Chiles was still engaged in trade. He owned his own ships and may have carried messages between the governor and the Crown and, after the future king Charles II fled England for the Netherlands, between the government in Virginia and the court in exile. Late in January 1652 Chiles sailed for Rotterdam in his ship the Fame of Virginia. Five months later he returned and anchored off the Eastern Shore. As the ship was departing for Jamestown on June 13, a local militia captain detained it for violating Parliament’s Navigation Act, which forbade unauthorized trade with the Netherlands. Chiles informed the county court that the terms of Virginia’s surrender to Parliament exempted Virginians from that interdiction of trade, but faced with a new charge that Dutch merchants were the real owners of the ship, he remained fearful that his property might still be lost. Eastern Shore taxpayers worried that because a county militia officer had attempted to confiscate the ship, they might have to pay Chiles for the Fame of Virginia. The following summer Chiles embraced an opportunity to preserve his investment by agreeing to exchange one vessel for another. For £400 he acquired another ship that had been seized for violating the law, the larger Leopoldus of Dunkirk, and its valuable cargo.

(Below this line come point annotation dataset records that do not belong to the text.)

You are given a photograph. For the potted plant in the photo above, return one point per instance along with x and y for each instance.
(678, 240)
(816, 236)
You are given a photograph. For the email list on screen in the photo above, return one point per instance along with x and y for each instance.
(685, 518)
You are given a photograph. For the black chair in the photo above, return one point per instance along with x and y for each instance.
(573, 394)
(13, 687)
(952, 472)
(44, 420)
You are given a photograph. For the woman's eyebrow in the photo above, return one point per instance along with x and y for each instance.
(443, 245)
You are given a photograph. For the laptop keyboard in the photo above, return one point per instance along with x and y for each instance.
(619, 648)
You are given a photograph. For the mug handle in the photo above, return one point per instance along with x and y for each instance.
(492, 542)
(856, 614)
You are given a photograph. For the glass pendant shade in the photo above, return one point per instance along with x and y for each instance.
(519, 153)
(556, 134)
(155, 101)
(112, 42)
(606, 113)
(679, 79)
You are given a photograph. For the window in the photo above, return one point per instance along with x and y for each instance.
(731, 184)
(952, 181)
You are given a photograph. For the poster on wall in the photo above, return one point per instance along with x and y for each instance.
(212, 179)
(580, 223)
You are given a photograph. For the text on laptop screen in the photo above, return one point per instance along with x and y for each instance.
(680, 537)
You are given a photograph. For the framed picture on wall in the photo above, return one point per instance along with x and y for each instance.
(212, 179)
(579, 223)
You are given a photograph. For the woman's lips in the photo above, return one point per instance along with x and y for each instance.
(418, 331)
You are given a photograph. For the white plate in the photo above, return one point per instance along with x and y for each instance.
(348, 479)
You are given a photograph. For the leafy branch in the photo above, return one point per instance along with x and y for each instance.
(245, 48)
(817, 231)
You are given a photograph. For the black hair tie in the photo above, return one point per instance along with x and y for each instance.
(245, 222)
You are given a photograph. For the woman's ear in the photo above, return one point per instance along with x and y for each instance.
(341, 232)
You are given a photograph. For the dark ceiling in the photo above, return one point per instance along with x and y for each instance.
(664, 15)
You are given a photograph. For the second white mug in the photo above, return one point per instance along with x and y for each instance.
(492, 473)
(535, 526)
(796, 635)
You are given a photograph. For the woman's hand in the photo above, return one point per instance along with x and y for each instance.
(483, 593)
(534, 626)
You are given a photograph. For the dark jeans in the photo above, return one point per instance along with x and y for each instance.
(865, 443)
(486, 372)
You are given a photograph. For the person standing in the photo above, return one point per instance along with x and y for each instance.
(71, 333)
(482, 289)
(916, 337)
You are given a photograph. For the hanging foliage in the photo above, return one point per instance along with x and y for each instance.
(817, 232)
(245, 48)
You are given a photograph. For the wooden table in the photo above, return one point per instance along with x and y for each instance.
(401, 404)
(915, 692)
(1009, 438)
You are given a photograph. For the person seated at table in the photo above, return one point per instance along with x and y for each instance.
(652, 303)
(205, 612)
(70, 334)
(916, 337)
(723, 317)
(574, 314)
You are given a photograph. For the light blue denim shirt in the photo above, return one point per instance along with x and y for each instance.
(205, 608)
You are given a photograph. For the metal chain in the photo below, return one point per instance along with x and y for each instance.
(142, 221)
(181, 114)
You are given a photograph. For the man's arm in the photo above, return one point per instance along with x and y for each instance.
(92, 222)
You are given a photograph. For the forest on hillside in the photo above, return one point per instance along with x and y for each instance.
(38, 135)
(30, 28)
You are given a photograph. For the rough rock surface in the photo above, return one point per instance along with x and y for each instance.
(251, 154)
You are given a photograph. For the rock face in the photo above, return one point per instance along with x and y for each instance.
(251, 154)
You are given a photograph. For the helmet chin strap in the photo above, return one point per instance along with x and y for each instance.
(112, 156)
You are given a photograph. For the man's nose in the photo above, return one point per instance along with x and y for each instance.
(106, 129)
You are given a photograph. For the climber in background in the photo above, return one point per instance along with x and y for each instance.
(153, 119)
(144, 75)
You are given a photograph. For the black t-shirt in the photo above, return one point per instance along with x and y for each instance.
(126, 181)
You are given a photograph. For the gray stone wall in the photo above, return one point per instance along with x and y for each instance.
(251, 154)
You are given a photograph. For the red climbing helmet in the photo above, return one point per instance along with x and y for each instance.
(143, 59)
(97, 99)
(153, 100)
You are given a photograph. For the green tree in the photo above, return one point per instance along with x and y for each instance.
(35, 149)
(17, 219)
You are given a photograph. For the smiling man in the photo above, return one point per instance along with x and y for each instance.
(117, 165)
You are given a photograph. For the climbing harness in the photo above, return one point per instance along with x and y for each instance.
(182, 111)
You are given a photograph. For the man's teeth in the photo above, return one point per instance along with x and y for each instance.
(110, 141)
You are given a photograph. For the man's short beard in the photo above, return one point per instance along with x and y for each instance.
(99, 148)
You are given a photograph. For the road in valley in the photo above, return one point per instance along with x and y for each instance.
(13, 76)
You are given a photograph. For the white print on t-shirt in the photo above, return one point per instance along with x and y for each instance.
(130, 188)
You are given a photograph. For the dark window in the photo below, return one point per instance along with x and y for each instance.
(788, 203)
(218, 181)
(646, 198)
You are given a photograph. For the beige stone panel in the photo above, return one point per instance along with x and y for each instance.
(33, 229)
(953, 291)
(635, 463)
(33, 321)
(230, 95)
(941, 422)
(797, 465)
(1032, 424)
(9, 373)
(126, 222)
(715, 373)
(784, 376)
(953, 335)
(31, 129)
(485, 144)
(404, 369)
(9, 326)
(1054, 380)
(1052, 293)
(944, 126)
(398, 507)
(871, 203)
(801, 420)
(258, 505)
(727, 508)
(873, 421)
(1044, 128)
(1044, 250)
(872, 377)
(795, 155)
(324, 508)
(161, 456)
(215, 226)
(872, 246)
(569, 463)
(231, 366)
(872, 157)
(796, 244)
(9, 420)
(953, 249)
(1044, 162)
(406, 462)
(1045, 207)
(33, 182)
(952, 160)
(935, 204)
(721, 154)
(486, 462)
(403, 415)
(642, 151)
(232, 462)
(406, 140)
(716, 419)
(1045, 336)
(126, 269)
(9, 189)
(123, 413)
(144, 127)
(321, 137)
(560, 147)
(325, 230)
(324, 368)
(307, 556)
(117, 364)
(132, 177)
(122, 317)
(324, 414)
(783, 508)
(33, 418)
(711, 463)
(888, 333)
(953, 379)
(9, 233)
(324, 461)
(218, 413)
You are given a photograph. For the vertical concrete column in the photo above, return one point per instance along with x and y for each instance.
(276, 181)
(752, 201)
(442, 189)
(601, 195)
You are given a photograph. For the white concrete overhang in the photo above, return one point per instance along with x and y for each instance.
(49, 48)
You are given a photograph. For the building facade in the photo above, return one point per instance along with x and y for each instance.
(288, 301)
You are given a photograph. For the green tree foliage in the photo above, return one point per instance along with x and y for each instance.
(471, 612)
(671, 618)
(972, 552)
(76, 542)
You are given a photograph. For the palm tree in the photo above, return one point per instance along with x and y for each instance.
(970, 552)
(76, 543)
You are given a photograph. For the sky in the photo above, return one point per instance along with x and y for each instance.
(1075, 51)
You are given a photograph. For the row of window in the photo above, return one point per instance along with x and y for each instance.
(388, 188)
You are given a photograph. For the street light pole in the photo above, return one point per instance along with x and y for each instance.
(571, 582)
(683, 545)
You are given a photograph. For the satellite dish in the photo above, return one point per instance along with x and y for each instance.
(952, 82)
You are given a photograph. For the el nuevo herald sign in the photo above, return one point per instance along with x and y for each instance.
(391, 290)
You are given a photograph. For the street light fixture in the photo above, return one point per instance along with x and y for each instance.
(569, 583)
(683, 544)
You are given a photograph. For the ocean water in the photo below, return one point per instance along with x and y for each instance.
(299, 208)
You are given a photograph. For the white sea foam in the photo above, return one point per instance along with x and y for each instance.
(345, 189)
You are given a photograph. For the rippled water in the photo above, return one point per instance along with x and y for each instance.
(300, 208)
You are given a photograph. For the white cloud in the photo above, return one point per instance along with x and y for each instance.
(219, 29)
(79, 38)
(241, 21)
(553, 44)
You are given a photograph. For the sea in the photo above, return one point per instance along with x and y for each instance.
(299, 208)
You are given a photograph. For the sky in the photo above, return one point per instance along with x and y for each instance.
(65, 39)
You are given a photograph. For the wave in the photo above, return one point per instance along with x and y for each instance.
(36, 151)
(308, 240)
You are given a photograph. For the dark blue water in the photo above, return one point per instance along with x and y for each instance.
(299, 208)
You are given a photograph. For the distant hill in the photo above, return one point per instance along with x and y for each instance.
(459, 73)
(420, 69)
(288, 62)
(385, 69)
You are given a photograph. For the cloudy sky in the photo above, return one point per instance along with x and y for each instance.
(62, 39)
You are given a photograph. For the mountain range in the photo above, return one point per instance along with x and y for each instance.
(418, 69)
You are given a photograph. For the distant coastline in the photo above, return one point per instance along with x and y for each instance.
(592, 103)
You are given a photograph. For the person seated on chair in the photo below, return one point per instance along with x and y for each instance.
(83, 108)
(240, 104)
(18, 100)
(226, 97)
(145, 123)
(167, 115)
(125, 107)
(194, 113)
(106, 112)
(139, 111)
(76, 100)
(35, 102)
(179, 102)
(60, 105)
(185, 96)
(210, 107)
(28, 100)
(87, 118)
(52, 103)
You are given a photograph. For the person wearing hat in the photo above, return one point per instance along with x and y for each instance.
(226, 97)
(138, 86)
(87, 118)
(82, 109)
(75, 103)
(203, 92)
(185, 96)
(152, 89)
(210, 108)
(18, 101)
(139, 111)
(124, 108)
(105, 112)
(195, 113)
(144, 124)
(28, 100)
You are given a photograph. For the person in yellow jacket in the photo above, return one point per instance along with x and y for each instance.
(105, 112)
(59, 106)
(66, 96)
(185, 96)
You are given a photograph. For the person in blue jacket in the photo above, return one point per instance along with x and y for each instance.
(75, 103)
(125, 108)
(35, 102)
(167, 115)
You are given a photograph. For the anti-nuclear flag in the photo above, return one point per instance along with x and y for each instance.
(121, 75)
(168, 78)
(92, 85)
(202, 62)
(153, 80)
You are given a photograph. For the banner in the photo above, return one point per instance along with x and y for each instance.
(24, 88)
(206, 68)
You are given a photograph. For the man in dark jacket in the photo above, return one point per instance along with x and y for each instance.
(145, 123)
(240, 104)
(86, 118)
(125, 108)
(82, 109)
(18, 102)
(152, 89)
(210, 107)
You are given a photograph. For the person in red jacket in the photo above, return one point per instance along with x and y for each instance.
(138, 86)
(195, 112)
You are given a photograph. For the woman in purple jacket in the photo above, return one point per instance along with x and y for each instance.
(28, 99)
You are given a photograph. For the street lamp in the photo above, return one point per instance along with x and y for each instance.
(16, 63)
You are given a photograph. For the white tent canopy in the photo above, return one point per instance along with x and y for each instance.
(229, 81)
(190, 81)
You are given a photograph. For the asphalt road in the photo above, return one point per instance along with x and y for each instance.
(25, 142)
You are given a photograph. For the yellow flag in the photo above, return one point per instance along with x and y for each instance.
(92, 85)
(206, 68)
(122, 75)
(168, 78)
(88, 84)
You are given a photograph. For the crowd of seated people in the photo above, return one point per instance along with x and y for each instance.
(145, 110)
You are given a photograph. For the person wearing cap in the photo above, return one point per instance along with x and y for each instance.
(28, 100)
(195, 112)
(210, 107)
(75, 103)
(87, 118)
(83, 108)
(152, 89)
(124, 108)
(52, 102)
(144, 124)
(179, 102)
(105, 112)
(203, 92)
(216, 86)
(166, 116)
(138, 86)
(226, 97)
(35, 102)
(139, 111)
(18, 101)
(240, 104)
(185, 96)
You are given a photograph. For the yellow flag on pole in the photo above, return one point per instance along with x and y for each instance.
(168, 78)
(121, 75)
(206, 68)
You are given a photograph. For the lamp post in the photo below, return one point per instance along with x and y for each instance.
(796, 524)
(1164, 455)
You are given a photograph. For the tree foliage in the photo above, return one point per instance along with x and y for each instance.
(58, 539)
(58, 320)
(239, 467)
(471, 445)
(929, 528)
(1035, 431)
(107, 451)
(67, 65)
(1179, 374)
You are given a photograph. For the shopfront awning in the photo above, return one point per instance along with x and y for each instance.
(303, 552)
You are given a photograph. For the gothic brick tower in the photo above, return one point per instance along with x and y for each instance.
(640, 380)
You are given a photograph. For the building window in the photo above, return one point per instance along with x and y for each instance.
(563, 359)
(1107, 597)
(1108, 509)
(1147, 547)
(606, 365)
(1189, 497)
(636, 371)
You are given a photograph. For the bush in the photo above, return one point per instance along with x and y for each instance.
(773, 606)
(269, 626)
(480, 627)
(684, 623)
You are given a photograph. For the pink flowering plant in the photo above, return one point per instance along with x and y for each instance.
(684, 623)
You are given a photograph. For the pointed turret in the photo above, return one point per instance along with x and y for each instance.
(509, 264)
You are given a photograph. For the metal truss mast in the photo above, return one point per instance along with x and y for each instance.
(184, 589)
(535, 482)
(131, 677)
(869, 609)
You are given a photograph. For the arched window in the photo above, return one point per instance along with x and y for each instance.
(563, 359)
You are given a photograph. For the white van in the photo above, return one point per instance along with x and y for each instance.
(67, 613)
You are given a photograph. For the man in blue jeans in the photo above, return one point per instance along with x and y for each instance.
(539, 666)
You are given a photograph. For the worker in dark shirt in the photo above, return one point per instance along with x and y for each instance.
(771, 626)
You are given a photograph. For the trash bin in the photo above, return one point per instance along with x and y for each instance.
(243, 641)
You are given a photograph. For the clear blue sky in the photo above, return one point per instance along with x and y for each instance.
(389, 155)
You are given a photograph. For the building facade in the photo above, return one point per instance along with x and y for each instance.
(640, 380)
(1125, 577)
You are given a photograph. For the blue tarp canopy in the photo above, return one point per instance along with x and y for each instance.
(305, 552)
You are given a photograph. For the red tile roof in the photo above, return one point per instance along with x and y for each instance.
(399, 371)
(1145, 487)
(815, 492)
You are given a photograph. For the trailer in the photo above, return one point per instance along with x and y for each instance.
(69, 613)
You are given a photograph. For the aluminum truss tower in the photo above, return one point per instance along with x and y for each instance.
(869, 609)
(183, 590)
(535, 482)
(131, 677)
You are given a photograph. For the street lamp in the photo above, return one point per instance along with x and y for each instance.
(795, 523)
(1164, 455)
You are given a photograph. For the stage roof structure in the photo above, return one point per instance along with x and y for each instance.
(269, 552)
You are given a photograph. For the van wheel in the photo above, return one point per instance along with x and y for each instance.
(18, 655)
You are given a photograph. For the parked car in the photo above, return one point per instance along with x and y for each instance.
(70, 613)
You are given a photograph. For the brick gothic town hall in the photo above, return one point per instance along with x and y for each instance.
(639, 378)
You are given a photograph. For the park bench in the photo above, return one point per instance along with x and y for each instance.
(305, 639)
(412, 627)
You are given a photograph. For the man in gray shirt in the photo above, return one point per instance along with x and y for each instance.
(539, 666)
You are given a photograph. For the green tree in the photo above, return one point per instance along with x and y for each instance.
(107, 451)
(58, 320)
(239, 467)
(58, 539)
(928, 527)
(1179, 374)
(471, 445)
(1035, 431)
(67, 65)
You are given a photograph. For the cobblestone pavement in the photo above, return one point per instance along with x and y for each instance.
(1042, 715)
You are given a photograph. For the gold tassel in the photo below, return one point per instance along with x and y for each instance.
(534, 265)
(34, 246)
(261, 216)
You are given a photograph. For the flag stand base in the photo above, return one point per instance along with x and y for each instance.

The resulting legal complications and their political and commercial ramifications required the General Assembly to intervene. When the assembly met on July 5, 1653, Chiles was a burgess from James City County and also a candidate for Speaker. Governor Richard Bennett, anxious not to add another complication to an already difficult situation, advised the burgesses not to choose Chiles. The burgesses, jealous of the right to elect their own officers without executive interference, elected Chiles Speaker of the House anyway and so notified the governor. The next day Chiles resigned, citing the impropriety of presiding over the House of Burgesses while it settled the question of who owned the Fame of Virginia. Preconcerted or not, these acts of political theater enabled the House of Burgesses to preserve the right to elect the Speaker, Chiles received the honor of being elected, and by resigning he made it possible for the governor and other members of the assembly to resolve the controversies and seal the deal that gave him the Leopoldus of Dunkirk. The episode was important in preserving the independence of the House of Burgesses as a powerful parliamentary body during a time of political uncertainty, and it led to a peaceful solution of most of the problems.
Walter Chiles’s name drops from documents relating to public affairs with the conclusion of the assembly session about a week later, and it is probable that he died not long thereafter. Dutch documents place a “Walter Chiels, merchant, living in the Virginias” in Amsterdam in August 1654 and indicate that he intended to sail for New Netherland the following month. The wording of an order of the Charles City County Court on December 17, 1655, indicates that Chiles might have still been alive then, but on November 5 of that year, when a deed he had executed in 1652 was recorded in James City County, a witness authenticated the document, suggesting that Chiles might have been dead by that date. The widow of his namesake son stated on November 20, 1673, that Walter Chiles had died in or about 1653.